Si no se le facilita pronto al niño
la respuesta que está al final (o al principio, según
se mire) de todas las preguntas posibles -es decir, Dios-,
su razón sufrirá sin duda una dolorosa insatisfacción, porque ¿cómo
admitir sin artificiosos ejercicios mentales, que pueda existir algo sin
causa proporcionada, sin razón de ser, sin sentido?; en otros
términos, ¿cómo puede una razón sana admitir el absurdo?. El
absurdo es precisamente una voluntaria renuncia a proseguir la búsqueda
de la verdad acerca de alguna cuestión, es decir, su
porqué radical; equivale a la parálisis responsable de la razón,
quizá porque no interese la verdad, o porque no compense
a la pereza mental el esfuerzo de continuar la indagación.
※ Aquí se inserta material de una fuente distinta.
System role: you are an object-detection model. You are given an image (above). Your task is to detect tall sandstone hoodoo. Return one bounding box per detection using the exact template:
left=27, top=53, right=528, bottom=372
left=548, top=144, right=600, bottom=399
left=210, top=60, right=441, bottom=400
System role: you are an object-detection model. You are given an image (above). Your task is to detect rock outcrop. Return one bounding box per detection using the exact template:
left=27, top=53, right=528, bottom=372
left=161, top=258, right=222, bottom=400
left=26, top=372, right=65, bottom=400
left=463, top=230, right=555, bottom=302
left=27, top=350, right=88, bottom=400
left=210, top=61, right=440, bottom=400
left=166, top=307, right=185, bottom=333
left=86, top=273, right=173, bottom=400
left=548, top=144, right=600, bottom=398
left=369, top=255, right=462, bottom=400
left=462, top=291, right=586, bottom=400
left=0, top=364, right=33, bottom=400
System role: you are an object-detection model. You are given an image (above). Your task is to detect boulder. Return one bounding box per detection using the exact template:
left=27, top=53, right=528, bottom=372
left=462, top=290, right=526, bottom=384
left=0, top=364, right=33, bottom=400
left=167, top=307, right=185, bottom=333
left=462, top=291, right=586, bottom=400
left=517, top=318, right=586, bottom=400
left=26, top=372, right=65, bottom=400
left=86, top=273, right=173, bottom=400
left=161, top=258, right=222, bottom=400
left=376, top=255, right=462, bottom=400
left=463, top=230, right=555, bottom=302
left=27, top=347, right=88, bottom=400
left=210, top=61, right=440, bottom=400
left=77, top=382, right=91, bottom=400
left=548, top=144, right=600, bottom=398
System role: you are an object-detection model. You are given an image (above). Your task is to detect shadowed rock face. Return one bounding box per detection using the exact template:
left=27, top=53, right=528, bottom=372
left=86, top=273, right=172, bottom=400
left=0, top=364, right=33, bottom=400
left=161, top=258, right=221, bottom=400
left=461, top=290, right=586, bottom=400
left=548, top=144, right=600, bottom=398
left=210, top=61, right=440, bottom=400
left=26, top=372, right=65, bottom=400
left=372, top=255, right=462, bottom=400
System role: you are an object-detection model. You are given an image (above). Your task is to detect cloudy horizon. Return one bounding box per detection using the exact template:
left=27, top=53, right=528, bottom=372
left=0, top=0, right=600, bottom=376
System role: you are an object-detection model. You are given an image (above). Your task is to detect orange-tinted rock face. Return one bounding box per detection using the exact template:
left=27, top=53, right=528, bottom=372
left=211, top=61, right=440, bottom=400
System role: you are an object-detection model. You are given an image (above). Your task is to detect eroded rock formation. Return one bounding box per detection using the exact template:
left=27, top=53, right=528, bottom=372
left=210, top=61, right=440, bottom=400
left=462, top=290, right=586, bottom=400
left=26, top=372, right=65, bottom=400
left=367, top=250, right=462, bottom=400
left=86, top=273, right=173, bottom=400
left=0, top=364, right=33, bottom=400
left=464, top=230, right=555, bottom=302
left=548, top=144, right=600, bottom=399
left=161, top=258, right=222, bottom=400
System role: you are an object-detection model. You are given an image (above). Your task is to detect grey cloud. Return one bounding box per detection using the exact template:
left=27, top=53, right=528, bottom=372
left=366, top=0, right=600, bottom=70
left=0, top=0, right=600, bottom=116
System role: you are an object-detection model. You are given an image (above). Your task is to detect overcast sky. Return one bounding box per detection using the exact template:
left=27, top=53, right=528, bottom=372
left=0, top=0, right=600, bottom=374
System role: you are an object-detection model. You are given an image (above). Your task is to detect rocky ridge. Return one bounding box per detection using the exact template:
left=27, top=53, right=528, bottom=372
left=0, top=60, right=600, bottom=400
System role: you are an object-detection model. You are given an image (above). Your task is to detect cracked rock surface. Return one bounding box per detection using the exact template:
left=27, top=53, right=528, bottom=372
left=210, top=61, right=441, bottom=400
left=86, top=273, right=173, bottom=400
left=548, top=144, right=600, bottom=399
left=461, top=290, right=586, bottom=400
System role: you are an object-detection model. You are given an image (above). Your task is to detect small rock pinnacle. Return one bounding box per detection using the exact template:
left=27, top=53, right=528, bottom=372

EL ABSURDO HACE DAÑO Por eso admitir el absurdo hace
daño a la razón, a la persona entera, porque es
una gran mentira. Lo cierto es que todo tiene su
porqué, al menos -y nada menos- en la sapientísima y
amorosísima Voluntad de Dios.
No se trata, por
supuesto, de poner a Dios como respuesta inmediata de todo
cuanto sucede. Si, por ejemplo, algún conocido ha muerto, no
debemos explicarlo siempre enseguida con un "porque Dios lo ha
querido", porque si ha sido víctima de un atentado terrorista,
es evidente que no lo ha querido Dios. Lo que
sí es cierto es que el Amor de Dios a
la persona, se encuentra de algún modo siempre en la
explicación profunda de cuanto ha sucedido y sucede. Esto es
lo que hay que aprender a explicar, no sin antes
-claro es- habérnoslo explicado a nosotros mismos. Una buena educación
de la mente y de la afectividad requiere hablar de
Dios. "Dios debe ser un miembro más de la familia,
no un fetiche al que se acude cuando hay algún
peligro y que se olvida cuando éste pasó. Eso sería
inventar algo más parecido al genio de la lámpara de
Aladino que aceptar la realidad del Dios verdadero" (Ibid., p
208).
¿ES POSIBLE LA NEUTRALIDAD EN MATERIA RELIGOSA? La experiencia
enseña que un niño sin religión equivale a un niño-problema,
ocupado de sí mismo, de sus cosas, de su egoísmo.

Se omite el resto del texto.